If New Zealand would implement a policy restricting the number of foreign migrants entering its shores, its economic growth would take a hit, as it will cause workforce shortages in crucial sectors, according to the latest estimates of Infometrics, a New Zealand-based economic information and forecasting agency.
The latest forecasts of Informatics released on 14 July foresees slackened near-term growth in household spending and construction activity, which would see GDP growth decline below two percent per year in 2017.
Gareth Kiernan, Infometrics chief forecaster, was quoted by nzherald.co.nz as saying that even as growth is predicted to rebound during 2018, it was based on the assumption that the labour supply would increase if foreign migrants continue coming to New Zealand.

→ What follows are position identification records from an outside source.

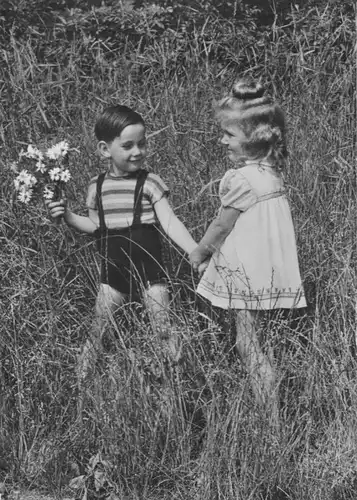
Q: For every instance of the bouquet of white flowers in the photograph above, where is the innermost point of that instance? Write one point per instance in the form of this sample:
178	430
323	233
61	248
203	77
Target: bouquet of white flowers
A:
41	173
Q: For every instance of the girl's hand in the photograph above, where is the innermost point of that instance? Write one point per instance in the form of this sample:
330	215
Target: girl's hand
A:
196	258
202	267
57	208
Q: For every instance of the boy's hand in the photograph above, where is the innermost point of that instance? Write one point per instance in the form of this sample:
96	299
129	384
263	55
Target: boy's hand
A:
57	208
202	267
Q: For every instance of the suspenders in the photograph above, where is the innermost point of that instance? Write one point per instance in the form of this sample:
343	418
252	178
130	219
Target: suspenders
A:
138	196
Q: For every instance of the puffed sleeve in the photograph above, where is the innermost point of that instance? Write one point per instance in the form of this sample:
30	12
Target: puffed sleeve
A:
91	201
236	192
155	188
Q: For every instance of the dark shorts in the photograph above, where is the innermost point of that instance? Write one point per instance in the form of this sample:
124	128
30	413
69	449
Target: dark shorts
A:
131	259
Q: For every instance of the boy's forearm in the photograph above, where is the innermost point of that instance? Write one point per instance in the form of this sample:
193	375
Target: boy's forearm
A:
79	222
215	235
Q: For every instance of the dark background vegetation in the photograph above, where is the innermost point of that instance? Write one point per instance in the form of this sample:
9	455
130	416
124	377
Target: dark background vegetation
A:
60	63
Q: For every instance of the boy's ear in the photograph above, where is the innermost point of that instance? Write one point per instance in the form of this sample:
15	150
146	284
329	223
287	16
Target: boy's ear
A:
103	149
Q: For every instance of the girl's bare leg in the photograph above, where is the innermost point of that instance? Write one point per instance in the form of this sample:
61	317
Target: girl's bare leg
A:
107	301
157	303
259	365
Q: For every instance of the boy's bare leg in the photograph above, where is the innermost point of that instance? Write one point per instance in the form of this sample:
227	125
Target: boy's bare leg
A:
259	365
157	303
107	301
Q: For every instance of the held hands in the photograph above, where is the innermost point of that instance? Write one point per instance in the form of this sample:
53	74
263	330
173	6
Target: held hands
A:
197	261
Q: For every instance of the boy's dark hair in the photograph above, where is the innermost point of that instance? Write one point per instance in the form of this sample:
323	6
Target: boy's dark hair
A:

He added that although high levels of immigration have definitely been exerting more pressure on infrastructure and the home market, especially in Auckland, employment growth of over one percent per quarter in the past one and half years indicates the requirement of workers in all sectors.

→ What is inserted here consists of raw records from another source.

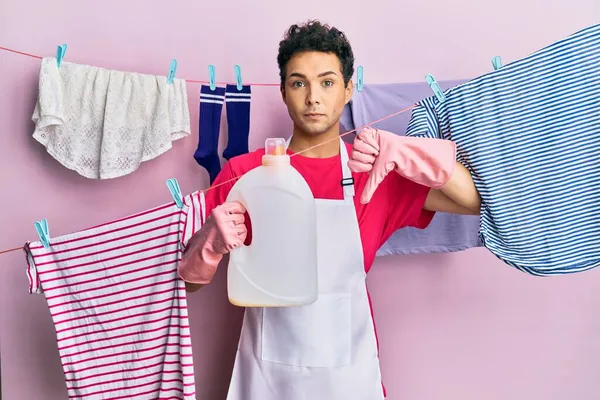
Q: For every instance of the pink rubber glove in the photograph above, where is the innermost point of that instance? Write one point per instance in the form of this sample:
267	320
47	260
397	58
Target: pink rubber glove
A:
223	231
426	161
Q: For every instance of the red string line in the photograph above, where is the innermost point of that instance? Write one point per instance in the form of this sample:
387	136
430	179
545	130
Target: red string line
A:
238	177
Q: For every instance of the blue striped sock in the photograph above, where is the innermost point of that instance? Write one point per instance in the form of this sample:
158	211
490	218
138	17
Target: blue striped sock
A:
211	105
238	120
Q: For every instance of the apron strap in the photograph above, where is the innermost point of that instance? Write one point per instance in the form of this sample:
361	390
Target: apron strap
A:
347	179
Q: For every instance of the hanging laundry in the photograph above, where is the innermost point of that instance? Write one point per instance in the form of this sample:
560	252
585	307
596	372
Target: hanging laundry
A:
529	133
207	153
238	120
118	306
446	232
103	123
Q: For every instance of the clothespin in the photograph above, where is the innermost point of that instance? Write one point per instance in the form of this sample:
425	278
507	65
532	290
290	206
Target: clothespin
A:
60	54
437	90
173	186
497	62
238	76
172	70
43	232
359	79
211	77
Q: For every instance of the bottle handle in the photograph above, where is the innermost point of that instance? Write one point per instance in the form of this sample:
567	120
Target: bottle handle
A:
242	251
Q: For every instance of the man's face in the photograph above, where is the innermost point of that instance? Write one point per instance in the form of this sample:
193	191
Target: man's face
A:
314	91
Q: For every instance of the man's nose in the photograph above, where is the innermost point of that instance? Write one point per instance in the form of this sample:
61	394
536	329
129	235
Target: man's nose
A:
313	96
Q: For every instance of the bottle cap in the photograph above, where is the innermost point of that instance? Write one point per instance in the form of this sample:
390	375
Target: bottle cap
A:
275	147
275	152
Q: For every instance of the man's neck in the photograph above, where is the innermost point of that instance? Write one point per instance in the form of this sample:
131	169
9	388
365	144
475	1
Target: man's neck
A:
324	145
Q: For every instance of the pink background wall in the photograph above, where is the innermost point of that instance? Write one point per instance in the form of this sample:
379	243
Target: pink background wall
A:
452	326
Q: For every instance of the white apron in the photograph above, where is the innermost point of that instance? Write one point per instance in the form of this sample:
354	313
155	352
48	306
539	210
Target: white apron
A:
326	350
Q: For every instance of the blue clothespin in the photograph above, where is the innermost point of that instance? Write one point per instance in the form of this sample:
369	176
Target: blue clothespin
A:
211	77
238	76
497	62
359	79
60	54
437	90
173	186
43	232
172	70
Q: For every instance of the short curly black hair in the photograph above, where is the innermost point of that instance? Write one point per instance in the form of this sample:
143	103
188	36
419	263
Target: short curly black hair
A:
315	36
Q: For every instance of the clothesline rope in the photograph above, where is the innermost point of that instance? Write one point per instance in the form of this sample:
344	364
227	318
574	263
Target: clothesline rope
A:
236	178
187	80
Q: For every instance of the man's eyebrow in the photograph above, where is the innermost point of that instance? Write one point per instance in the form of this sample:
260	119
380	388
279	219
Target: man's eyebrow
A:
299	75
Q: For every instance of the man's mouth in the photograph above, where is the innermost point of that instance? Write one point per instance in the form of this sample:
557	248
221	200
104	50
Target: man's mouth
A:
314	115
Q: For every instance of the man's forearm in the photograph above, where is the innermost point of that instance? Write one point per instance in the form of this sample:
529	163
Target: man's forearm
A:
461	189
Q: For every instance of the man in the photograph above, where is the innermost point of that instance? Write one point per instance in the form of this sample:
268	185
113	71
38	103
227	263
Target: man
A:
328	350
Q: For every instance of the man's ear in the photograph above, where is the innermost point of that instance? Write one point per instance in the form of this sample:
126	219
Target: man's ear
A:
349	91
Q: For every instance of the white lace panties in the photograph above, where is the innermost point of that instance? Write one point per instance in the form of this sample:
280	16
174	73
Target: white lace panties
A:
103	123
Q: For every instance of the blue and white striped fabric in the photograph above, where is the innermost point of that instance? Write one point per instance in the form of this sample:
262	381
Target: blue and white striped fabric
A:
530	135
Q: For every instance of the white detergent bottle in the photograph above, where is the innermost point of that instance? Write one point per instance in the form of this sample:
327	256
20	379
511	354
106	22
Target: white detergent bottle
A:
279	267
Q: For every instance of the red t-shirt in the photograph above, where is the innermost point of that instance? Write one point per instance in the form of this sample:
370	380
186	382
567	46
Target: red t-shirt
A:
396	203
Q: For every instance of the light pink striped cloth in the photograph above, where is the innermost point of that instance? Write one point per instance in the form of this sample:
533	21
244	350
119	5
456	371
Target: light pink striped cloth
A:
118	306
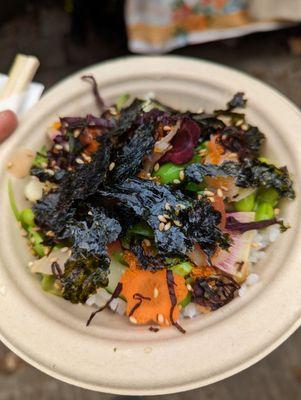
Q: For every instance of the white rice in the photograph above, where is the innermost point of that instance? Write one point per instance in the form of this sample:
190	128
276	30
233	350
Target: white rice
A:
261	241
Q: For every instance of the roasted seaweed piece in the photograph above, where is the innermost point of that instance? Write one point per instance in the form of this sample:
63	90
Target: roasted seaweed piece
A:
88	267
190	222
215	291
54	210
246	143
250	173
129	157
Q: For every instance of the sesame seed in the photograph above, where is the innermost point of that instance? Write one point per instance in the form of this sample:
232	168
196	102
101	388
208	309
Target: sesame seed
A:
160	318
167	226
111	166
177	223
79	160
162	218
220	193
133	320
76	133
208	193
147	242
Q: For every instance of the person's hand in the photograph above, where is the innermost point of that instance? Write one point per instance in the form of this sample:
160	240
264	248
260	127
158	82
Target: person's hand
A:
8	123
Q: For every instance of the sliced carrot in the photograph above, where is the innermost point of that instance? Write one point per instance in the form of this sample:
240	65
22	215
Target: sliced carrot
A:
151	290
215	150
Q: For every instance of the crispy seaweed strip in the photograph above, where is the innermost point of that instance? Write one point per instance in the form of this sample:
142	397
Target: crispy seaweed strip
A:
171	289
139	298
115	294
99	101
233	224
56	270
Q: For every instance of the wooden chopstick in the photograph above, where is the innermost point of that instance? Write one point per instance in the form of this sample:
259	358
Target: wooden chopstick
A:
20	75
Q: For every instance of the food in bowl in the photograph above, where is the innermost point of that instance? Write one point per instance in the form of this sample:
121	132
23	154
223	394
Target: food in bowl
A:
154	213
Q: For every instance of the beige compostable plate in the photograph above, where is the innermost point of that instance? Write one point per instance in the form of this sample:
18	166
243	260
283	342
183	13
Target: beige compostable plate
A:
112	355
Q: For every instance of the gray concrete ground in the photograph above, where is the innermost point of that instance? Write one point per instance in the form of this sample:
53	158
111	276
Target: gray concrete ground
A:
44	32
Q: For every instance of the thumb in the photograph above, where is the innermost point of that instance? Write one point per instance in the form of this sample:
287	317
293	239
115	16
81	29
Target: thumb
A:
8	123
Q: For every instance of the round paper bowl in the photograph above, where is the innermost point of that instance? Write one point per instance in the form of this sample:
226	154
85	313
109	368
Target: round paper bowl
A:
112	355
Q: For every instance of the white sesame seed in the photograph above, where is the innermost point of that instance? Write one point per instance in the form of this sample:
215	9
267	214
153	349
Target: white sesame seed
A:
160	318
156	167
162	218
76	133
177	223
133	319
167	226
208	193
111	166
220	193
147	242
79	160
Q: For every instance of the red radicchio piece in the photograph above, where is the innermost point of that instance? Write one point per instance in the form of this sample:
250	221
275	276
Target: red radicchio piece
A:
183	143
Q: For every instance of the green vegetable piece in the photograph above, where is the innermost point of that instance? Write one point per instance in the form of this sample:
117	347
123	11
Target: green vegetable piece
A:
39	249
268	196
186	301
27	217
246	204
12	201
40	158
122	99
264	211
183	268
48	285
169	172
142	229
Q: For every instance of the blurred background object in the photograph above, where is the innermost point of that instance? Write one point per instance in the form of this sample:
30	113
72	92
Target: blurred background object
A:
67	35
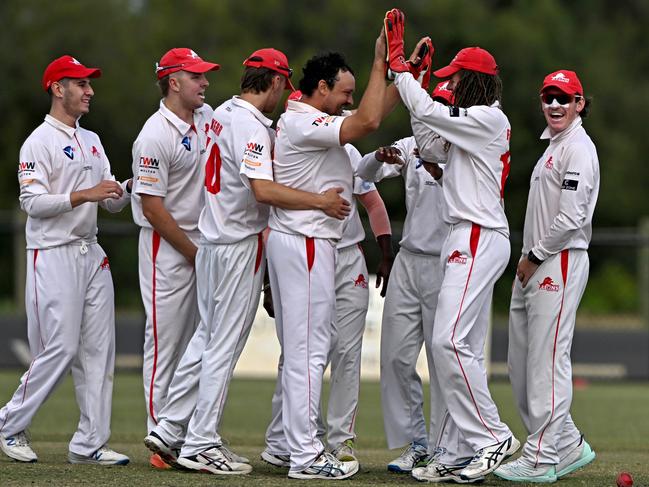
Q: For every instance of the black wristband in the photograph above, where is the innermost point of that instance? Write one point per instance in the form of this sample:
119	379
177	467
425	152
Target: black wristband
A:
533	258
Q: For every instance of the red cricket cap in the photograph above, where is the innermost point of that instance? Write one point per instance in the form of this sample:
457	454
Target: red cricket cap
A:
471	59
183	59
67	67
566	80
272	59
441	91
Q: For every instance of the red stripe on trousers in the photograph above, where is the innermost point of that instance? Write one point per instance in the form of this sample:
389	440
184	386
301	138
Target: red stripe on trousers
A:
473	244
310	258
564	276
156	247
260	251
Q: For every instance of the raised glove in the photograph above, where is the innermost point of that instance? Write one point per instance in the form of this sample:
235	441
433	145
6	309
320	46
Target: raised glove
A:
394	24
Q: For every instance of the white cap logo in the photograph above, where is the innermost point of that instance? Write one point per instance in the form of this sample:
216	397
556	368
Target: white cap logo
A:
561	78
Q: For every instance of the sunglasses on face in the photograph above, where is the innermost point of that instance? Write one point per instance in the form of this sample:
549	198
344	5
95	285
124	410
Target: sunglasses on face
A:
562	98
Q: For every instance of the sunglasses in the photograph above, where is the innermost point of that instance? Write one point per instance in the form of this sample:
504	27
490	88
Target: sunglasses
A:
562	98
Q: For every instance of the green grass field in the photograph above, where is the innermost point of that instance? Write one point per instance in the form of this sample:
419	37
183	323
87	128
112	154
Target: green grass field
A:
613	415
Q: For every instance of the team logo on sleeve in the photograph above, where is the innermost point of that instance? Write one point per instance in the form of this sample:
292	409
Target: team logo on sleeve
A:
360	281
548	284
569	185
324	121
252	153
457	257
549	164
187	142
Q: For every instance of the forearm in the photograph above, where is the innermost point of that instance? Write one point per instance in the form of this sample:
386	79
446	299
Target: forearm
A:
45	205
272	193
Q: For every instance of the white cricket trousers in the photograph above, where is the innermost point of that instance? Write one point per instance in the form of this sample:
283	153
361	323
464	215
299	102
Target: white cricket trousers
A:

Had the arrival of foreign workers and New Zealanders returning to their homeland been not happening, businesses in New Zealand would have found it tough to meet the increasing demand and cost pressure in the construction and tourism sectors, Kiernan said.

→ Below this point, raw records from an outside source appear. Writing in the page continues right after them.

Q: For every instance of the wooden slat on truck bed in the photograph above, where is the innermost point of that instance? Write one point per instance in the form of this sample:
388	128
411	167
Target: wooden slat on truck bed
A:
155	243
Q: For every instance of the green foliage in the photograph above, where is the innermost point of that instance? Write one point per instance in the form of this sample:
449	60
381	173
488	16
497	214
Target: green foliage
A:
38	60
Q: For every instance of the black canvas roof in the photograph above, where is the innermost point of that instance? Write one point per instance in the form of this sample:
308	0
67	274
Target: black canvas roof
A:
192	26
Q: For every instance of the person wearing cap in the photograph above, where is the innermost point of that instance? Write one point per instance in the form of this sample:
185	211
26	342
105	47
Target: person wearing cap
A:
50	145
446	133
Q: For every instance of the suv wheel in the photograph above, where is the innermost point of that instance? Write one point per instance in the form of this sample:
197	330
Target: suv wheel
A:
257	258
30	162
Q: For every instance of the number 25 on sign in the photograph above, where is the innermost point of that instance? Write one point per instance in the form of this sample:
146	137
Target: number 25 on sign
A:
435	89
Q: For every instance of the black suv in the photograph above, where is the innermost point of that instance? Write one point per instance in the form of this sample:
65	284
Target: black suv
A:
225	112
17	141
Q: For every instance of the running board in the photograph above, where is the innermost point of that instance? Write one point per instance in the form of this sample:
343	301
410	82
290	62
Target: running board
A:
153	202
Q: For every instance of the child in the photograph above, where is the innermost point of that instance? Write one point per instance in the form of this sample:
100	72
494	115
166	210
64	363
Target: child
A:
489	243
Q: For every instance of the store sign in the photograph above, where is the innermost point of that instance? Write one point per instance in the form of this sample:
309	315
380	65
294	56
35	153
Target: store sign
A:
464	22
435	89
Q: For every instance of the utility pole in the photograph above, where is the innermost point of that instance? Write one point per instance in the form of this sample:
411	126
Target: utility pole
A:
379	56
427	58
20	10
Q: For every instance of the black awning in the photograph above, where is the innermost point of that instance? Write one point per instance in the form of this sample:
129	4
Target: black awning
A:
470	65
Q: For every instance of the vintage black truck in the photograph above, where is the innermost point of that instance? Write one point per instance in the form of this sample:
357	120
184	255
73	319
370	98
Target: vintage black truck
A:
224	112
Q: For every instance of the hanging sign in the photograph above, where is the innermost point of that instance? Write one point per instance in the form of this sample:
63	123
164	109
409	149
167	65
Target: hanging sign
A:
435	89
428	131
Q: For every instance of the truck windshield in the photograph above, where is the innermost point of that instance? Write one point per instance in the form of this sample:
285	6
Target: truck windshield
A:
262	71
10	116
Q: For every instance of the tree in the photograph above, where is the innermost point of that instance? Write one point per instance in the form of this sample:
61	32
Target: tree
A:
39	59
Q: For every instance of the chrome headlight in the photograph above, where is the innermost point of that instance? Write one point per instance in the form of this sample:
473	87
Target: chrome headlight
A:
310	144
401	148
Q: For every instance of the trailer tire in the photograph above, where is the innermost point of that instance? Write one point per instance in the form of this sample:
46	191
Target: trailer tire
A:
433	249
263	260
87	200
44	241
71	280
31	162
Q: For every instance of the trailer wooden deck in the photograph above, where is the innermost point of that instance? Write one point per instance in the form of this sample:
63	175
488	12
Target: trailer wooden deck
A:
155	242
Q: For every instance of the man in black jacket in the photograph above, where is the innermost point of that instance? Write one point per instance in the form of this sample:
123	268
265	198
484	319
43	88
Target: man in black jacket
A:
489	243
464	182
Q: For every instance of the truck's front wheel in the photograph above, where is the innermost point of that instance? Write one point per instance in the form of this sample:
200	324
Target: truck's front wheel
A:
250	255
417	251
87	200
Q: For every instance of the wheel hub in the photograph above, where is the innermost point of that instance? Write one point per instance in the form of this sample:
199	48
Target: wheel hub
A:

He added the with slowdown being already witnessed in sales behaviour and increasing house prices, the combination of increasing interest rates and a government restriction on migration would be deadly.
He said that high migration levels, eventually, were an encouraging indication of New Zealand’s economic health.
New Zealand was able to attract and retain workers because its growth in recent years has surpassed that of other developed economies, Kiernan stated.